RL is pretty cutting edge, especially for fast path motor control; there are a lot of university competitions for drone control that lead to a lot of papers and projects in the space (some promising) but most commercial stuff has not adopted this yet, certainly not at the low end.
On top of this (Maybe at a few hundred hz), you can add outer controls to set attitude. This could be an autopilot, or having the controls command attitude instead of rate. Betaflight pilots usually don't both with this, and have the simple setup of control maps to rate.
I've programmed firmware using a weird hybrid where the controls command a change in the target attitude. So it flies like rate, but has the forced attitude stability of an attitude-based control system. Non-standard, but makes it so you don't need to worry as much about tuning the PID loop.
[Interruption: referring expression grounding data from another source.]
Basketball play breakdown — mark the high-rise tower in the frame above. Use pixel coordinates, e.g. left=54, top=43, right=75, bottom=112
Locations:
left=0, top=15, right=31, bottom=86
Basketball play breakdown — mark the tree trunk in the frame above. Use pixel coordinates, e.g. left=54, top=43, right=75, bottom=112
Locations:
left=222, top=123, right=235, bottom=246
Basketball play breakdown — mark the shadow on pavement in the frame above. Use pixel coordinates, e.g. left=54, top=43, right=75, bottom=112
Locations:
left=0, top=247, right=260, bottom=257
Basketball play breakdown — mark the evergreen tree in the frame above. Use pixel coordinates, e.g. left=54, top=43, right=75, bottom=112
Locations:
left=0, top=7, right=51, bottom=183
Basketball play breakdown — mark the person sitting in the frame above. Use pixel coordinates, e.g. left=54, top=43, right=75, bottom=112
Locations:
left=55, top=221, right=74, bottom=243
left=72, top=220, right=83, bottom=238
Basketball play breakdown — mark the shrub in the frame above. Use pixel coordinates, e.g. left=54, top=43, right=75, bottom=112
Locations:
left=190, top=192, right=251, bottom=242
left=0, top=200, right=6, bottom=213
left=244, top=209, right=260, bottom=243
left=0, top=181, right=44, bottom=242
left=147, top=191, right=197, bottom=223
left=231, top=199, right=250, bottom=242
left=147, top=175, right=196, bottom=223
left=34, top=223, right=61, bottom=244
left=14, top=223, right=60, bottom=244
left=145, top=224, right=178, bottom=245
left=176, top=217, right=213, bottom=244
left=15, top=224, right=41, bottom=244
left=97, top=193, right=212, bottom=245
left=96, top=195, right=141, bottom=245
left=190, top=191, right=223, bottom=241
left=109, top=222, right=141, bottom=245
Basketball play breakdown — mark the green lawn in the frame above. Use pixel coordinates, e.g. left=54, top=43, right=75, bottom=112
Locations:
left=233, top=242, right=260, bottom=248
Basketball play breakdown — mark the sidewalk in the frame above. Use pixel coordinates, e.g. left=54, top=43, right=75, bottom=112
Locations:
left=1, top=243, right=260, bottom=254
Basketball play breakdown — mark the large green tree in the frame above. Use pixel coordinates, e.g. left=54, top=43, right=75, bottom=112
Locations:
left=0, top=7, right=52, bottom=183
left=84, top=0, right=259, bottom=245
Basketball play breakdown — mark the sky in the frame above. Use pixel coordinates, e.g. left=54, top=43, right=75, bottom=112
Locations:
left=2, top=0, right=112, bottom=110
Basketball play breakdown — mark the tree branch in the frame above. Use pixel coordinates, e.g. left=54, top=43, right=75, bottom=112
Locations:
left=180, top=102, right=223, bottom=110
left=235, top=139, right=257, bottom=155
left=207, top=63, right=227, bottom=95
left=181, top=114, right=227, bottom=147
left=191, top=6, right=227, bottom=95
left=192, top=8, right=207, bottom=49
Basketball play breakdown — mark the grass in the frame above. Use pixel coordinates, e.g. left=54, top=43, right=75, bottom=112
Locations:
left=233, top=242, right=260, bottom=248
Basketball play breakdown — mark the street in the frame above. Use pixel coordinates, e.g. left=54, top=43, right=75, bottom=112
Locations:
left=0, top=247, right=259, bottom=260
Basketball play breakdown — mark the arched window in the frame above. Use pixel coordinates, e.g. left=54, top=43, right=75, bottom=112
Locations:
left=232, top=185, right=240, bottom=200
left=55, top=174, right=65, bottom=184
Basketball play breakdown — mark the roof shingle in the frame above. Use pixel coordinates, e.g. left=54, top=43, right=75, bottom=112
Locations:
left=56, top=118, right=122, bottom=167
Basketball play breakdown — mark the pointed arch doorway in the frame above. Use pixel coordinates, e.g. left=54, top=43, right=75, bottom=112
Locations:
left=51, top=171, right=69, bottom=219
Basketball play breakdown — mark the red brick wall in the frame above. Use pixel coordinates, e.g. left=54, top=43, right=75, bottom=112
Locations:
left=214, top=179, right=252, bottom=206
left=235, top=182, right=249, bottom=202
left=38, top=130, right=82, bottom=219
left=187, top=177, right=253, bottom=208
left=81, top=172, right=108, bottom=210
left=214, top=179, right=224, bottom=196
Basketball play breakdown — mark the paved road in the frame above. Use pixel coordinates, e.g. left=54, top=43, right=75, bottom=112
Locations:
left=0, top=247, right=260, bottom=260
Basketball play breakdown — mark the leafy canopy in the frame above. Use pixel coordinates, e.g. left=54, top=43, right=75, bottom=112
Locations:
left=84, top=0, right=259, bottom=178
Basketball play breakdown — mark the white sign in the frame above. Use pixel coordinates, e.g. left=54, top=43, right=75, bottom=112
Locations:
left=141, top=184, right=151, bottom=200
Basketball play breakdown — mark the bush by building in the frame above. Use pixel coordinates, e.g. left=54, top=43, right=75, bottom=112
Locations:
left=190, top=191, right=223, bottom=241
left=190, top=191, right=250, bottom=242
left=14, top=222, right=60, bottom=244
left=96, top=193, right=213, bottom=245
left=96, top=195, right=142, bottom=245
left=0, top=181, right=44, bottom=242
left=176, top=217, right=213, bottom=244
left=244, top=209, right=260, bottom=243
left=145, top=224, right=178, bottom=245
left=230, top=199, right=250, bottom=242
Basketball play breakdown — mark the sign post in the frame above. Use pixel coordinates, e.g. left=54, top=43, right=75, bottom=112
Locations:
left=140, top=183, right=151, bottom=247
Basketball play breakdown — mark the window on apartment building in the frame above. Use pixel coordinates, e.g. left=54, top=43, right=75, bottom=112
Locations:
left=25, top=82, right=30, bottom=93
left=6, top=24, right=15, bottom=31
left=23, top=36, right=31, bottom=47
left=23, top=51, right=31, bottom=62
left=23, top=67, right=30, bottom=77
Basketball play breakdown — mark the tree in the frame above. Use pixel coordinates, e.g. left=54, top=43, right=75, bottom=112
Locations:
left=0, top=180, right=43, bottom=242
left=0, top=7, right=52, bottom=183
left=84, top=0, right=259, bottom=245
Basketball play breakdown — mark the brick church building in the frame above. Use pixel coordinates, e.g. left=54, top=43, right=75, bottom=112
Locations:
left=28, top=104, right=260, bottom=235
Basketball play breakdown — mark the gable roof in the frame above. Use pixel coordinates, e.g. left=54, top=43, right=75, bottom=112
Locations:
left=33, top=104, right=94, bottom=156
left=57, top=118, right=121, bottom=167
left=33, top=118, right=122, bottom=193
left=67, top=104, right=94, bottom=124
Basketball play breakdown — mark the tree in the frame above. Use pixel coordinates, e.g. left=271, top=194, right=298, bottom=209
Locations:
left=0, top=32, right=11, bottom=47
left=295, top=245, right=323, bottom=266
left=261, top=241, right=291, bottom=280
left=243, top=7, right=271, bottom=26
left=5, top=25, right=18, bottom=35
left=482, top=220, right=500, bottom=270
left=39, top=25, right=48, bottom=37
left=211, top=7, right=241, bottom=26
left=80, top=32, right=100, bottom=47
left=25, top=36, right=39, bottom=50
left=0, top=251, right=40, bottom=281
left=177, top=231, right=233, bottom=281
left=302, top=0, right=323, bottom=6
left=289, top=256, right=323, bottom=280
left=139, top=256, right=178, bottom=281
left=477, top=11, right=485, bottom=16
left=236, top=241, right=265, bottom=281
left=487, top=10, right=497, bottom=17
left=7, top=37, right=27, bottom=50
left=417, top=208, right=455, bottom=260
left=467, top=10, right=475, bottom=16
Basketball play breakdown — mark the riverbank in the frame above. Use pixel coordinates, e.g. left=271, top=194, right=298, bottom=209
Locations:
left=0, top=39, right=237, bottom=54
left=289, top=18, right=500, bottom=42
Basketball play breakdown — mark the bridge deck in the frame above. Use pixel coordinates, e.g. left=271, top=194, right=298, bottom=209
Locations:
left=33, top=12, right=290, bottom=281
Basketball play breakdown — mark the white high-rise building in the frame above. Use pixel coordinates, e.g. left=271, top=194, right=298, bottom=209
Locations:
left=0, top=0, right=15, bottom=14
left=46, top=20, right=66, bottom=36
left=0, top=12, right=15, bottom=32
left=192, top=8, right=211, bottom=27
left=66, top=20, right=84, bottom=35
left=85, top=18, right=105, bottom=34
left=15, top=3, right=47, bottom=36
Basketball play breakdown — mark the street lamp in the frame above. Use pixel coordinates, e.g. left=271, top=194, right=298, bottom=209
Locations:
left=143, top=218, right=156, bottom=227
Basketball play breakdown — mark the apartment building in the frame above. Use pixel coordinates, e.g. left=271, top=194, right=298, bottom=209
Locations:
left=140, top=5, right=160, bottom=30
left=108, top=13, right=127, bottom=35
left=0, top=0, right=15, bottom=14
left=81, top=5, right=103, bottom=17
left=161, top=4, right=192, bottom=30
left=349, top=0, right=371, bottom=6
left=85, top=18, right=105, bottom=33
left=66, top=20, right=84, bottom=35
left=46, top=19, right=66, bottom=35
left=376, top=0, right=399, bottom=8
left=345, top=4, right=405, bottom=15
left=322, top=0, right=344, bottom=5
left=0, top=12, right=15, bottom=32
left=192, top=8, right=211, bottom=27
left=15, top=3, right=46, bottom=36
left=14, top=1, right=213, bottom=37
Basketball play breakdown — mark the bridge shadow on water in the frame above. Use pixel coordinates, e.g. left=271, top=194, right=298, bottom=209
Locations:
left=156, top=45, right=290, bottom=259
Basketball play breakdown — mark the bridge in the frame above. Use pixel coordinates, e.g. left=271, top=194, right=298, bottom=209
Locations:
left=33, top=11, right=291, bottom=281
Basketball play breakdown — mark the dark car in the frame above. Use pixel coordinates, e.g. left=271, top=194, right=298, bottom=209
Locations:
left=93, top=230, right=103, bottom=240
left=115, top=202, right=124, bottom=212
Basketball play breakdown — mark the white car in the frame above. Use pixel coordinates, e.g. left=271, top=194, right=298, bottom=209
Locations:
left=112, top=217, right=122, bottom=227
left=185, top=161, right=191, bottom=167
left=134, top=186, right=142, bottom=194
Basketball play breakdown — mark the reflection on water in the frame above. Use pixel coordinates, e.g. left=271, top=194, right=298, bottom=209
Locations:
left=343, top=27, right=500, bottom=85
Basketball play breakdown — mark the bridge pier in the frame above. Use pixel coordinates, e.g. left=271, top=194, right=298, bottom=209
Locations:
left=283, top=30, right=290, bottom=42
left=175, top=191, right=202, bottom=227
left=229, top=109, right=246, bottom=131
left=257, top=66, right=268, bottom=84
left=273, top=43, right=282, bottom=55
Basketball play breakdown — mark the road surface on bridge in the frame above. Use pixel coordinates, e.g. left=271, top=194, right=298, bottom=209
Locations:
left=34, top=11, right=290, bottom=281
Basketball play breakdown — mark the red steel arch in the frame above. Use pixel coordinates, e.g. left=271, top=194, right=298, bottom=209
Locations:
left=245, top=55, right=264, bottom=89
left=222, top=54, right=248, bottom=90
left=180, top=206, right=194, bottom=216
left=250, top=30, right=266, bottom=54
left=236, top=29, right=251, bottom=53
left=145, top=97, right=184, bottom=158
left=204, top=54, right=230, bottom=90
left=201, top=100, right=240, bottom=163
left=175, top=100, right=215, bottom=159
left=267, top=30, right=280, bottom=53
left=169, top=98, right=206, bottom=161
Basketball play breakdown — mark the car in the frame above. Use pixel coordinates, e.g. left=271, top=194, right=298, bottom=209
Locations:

In practice, you can do full aerobatic flight with this like you'd do with a rate-only setup. (Basically, there is a commanded attitude quaternion; controls nudge it; the PIDs update motor power to maintain this commanded quaternion.)
And frankly as a pilot, I'd rather not see any completely autonomous drones with no oversight in the sky - that's one incident away in which blame cannot be put solely on the operator from getting the hobby completely banned.
The delta between what is possible with current autonomous flight missions and manual FPV style flight is by having a brain on board that can dynamically adapt to a changing environment. There are a finite amount of PID profiles for each steadystate solution that a researcher can preprepare for. But RL allows an overarching heuristic to transiently alter the PIDs depending on the changing environment.
We use PIDs because analyzing robotics platforms as seeking a steadystate dramatically simplifies the math needed to where its computationally possible for us to solve for a situation.
We use RL in systems that have continuously changing environments with transient solution spaces that are easier to model in hyperspace with a RL model.
Take for example platforms that have tiltrotors. They ideally have a minimum of 3 PID profiles for flying. One when it best fits a multirotor profile. A second when it is transitioning from multirotor to fixed wing flight, and a third for when fixed wing flight is established. What happens when the researcher has a need to fly in the transition state, or subconfigurations of the states? How many PID profiles are you looking to think of and train for? This is where RL has dividends.